Vanadium‐Stabilized MoB Nanoparticles Enable Hydrogen Evolution at Industry‐Relevant High Current Densities

Abstract Bulk molybdenum boride electrocatalysts have emerged as as cost‐effective alternatives to platinum‐based catalysts toward the hydrogen evolution reaction (HER), particularly under harsh industrial conditions requiring high current densities. However, differences in electrode preparation methods between molybdenum borides and Pt/C thus complicate direct activity comparison.
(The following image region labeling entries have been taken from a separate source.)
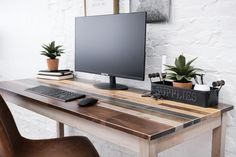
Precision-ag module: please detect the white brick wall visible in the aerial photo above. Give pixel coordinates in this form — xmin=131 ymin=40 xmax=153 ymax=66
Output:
xmin=0 ymin=0 xmax=236 ymax=157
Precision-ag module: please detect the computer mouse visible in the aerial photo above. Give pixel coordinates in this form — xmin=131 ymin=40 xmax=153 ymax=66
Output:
xmin=78 ymin=98 xmax=98 ymax=107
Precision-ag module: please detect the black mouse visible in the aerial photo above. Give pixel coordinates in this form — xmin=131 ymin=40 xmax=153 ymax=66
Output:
xmin=78 ymin=98 xmax=98 ymax=107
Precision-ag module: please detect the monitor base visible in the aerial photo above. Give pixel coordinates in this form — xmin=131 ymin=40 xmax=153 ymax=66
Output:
xmin=94 ymin=76 xmax=128 ymax=90
xmin=94 ymin=83 xmax=128 ymax=90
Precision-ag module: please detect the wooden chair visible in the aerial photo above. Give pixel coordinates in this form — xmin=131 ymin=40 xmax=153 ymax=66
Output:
xmin=0 ymin=96 xmax=99 ymax=157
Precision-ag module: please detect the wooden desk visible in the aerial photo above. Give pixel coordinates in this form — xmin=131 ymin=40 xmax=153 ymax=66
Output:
xmin=0 ymin=79 xmax=233 ymax=157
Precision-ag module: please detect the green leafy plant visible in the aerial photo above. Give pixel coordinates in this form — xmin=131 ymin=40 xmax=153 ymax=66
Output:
xmin=41 ymin=41 xmax=64 ymax=59
xmin=165 ymin=55 xmax=202 ymax=83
In this study, vanadium‐stabilized molybdenum monoboride (V 0.3 Mo 0.7 B) nanoparticles are synthesized and shown to outperform Pt/C at industrially relevant current densities under the same experimental conditions, achieving 1000 mA cm −2 with an overpotential of just 0.452 V compared to 0.837 V for Pt/C. Our density functional theory (DFT) calculations demonstrate that V 0.31 Mo 0.69 B exhibits improved Gibbs free energy for HER (ΔG H = ‐0.12 eV) at high hydrogen coverages (80 to 100%), showcasing its superior catalytic activity at high current densities. Stability tests demonstrate that the V 0.3 Mo 0.7 B electrode retains 97% of its performance after ≈28 h of operation at 1000 mA cm −2 , positioning it as a compelling candidate for sustainable hydrogen production.